Have you seen any of the ads touting “Government of Canada Debt Relief Programs with promises to reduce your debt by 60, 70, even 80%?” The businesses running these ads are trying to sell you “consulting services” – they’ve “been there before,” they know the “tricks of the trade,” they “know a guy…” Please tell me you are not falling for any of this.
The Government of Canada is not in the debt reduction business. They never have been. They never will be.
Governments create laws and establish rules and regulations to administer those laws. In some cases, they licence people pursuant to these laws to deal with very specific aspects of the law. The law most applicable to debt reduction in Canada is called the Bankruptcy and Insolvency Act. The people licensed to administer procedures pursuant to this law are trustees in bankruptcy.
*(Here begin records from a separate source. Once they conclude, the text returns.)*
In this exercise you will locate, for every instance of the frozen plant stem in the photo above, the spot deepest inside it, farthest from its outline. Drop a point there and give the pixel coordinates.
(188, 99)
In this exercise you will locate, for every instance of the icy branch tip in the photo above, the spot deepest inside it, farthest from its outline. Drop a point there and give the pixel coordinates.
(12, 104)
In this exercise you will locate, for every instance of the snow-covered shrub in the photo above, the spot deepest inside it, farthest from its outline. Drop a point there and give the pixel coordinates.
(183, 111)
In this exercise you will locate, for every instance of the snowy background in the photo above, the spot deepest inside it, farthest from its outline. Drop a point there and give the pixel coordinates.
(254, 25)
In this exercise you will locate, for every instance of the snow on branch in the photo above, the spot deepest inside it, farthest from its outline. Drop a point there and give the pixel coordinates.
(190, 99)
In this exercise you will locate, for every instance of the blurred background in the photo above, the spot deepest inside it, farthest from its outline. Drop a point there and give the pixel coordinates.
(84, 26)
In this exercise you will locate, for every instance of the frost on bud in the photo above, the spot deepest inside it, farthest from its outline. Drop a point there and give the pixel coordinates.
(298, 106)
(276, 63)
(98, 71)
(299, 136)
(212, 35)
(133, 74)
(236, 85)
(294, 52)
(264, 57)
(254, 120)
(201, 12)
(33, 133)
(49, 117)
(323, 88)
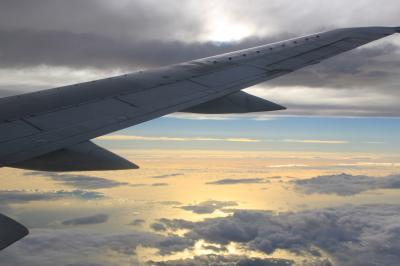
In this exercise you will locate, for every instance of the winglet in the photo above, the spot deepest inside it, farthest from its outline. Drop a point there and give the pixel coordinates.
(10, 231)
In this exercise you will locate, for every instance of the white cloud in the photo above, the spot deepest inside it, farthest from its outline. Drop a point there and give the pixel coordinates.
(147, 138)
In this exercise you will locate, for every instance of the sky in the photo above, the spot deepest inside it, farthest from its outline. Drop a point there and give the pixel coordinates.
(316, 184)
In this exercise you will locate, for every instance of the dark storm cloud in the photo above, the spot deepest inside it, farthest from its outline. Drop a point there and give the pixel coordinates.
(237, 181)
(209, 206)
(346, 185)
(77, 50)
(24, 196)
(351, 235)
(166, 175)
(79, 181)
(214, 260)
(93, 219)
(124, 36)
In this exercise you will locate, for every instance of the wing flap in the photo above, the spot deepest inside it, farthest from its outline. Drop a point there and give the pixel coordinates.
(240, 102)
(131, 99)
(85, 156)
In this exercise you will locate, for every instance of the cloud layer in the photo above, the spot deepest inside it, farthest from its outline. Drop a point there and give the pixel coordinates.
(103, 38)
(351, 235)
(346, 185)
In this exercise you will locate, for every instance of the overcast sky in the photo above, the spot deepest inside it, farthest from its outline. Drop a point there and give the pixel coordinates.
(47, 43)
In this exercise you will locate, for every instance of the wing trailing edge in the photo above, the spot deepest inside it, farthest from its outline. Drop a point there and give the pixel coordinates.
(85, 156)
(10, 231)
(240, 102)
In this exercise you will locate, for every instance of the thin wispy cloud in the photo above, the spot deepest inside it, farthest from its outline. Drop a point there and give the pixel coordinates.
(316, 141)
(237, 181)
(148, 138)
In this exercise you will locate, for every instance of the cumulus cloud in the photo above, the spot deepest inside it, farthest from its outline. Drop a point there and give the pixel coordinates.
(166, 175)
(209, 206)
(351, 235)
(76, 246)
(345, 185)
(79, 181)
(137, 222)
(237, 181)
(93, 219)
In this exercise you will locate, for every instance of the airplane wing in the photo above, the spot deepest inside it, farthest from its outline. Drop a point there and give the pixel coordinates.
(52, 129)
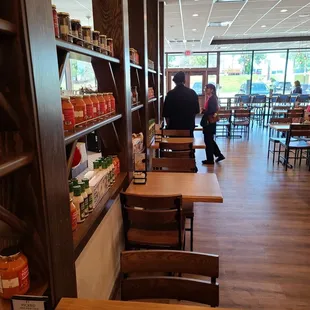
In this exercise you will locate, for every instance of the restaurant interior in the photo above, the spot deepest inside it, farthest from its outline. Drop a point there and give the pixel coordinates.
(102, 206)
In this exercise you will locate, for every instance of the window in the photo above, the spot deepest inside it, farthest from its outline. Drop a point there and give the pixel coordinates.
(298, 69)
(182, 61)
(268, 72)
(235, 73)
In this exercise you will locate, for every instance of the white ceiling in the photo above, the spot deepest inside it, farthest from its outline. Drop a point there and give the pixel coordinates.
(247, 19)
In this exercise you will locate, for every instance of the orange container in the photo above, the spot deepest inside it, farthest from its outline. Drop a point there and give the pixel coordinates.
(101, 100)
(79, 108)
(14, 273)
(67, 113)
(89, 107)
(96, 105)
(108, 102)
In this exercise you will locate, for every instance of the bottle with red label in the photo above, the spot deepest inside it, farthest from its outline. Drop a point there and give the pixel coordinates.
(14, 273)
(67, 113)
(89, 107)
(96, 105)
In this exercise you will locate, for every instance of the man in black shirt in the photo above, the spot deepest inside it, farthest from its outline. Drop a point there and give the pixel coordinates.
(181, 105)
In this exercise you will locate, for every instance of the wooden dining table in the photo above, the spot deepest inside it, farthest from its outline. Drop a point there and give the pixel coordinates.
(198, 142)
(194, 187)
(87, 304)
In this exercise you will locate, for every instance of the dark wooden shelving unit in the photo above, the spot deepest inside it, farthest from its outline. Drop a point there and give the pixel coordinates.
(79, 132)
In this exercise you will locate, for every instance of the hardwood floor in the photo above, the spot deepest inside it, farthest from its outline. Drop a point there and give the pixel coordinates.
(261, 231)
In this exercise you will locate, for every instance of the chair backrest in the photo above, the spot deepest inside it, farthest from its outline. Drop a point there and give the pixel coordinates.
(180, 288)
(174, 164)
(176, 133)
(145, 213)
(280, 120)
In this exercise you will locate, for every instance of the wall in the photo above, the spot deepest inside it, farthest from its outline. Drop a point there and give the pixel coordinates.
(97, 267)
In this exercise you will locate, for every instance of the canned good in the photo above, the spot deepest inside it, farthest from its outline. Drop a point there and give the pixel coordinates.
(64, 21)
(110, 47)
(103, 44)
(96, 35)
(76, 29)
(55, 20)
(86, 31)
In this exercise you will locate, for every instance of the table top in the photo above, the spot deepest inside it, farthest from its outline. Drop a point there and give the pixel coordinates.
(194, 187)
(280, 127)
(198, 142)
(86, 304)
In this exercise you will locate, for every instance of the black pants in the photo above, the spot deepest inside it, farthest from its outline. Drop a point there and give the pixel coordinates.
(211, 146)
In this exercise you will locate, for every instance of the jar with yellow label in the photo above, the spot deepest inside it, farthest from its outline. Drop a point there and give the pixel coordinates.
(14, 273)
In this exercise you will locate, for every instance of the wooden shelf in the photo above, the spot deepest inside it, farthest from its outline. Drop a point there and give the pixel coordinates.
(152, 71)
(71, 136)
(135, 66)
(84, 51)
(7, 27)
(85, 230)
(35, 290)
(137, 107)
(14, 162)
(152, 100)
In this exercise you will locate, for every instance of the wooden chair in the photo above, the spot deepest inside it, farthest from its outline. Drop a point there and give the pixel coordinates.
(241, 119)
(299, 132)
(170, 287)
(276, 140)
(176, 150)
(153, 222)
(179, 165)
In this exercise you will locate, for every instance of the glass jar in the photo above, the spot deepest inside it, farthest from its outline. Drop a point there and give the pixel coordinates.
(86, 31)
(112, 99)
(14, 273)
(102, 104)
(110, 47)
(67, 113)
(76, 29)
(103, 44)
(96, 105)
(108, 102)
(89, 107)
(96, 35)
(134, 97)
(79, 109)
(55, 20)
(64, 22)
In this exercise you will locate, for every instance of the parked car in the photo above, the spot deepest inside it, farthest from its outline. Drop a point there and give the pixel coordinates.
(278, 87)
(257, 88)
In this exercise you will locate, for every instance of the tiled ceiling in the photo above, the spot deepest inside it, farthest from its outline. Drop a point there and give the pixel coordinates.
(248, 19)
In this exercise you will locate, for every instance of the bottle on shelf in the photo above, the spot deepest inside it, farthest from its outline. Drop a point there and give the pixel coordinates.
(78, 201)
(85, 196)
(89, 194)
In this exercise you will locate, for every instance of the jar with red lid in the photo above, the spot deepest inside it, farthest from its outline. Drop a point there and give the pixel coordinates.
(55, 20)
(108, 103)
(96, 105)
(14, 273)
(112, 102)
(89, 107)
(67, 113)
(101, 100)
(79, 108)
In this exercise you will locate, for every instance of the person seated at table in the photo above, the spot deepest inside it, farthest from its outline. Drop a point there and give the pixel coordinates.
(181, 106)
(297, 89)
(211, 107)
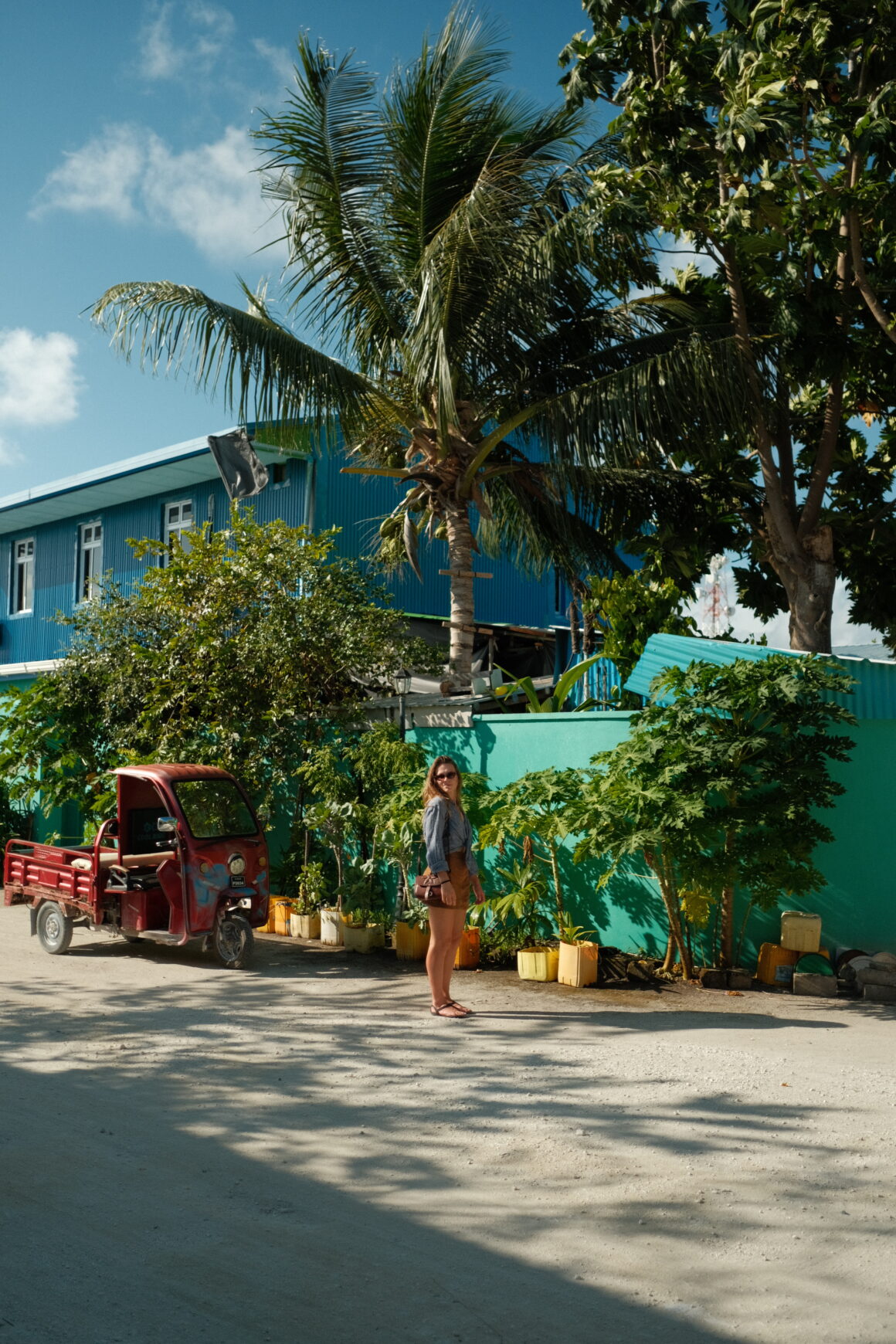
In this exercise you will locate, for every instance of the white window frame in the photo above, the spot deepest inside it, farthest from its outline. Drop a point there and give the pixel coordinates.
(89, 561)
(174, 524)
(22, 575)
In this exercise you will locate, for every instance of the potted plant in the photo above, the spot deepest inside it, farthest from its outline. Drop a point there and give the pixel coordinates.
(531, 815)
(412, 932)
(578, 960)
(468, 952)
(536, 959)
(305, 906)
(363, 915)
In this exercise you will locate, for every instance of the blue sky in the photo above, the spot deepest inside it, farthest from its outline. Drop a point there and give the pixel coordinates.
(129, 159)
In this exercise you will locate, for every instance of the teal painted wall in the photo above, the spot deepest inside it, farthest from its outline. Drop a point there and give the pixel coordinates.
(859, 904)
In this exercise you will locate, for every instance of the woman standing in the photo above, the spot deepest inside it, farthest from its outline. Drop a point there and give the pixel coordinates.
(449, 855)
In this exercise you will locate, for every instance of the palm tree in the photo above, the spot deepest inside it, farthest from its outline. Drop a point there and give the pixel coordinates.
(443, 248)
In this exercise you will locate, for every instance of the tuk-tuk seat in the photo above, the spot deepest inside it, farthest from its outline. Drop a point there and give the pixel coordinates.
(110, 857)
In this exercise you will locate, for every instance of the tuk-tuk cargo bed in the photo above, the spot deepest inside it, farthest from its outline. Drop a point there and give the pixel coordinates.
(39, 871)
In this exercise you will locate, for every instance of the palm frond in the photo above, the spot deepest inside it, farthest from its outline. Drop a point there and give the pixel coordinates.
(327, 160)
(260, 367)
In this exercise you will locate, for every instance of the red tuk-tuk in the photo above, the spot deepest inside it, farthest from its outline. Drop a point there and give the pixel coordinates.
(185, 857)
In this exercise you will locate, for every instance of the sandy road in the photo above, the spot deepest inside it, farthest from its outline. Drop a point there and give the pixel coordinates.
(300, 1153)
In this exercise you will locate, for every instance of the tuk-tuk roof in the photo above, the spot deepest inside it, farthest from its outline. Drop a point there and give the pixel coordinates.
(171, 773)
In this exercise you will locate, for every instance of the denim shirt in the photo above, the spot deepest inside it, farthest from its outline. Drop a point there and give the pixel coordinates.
(460, 835)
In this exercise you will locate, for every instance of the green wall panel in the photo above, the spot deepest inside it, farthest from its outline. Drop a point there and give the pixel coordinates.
(859, 904)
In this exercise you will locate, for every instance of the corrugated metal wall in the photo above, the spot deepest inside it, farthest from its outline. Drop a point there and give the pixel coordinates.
(359, 503)
(874, 697)
(354, 503)
(36, 635)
In my opinion, it is quite a stretch to call a consumer proposal filed in accordance with the Bankruptcy and Insolvency Act as a “government debt relief program”. A consumer proposal may very well reduce your debt by 70%, but it is an arrangement made between yourself and the people you owe. The government’s role was to create the laws and licence the trustee that must administer the proposal on your behalf. None of these other consultants have a valid role. They are simply taking advantage of the fact that the average Canadian is unfamiliar with our insolvency laws.
It certainly sounds better to say “government relief program” than to tell someone they need to see a bankruptcy trustee. There are trustees now referring to themselves as “officers of the Court,” rather than use the title trustee. The name is not incorrect, trustees are officers of the Court, restricted to the administration of insolvency related matters. Trustees are not lawyers – they cannot deal with matters beyond insolvency. “Officers of the Court” is simply a softer sell to the public.
Why should you care about this? First, if you find yourself in financial trouble you want to know who you can turn to in order to resolve your problems. The last thing anyone needs is to pay extra consulting fees when money is already tight. Second, it causes confusion in the marketplace. Debt consultants, credit counsellors, Officers of the Court, proposal administrators, bankruptcy trustees. Which of these are legitimate? Which are scammers? How do you figure it out?
The best advice we can give is to ask some very simple questions to whomever you are thinking about dealing with:
- Is the solution to my financial problems a consumer proposal?
- Are you a licensed trustee (the only people permitted by law to file a consumer proposal)?
- If you are not a licensed trustee, why am I paying you a fee?
You should also know, if you are dealing with a licensed trustee then they should not be requiring you to pay any fees before you actually file the consumer proposal. In addition, any fees you pay when you file should be applied directly to the cost of filing the proposal – trustees are not entitled to “consulting fees” before you file. All of your payments are to be applied to your proposal – that’s the law.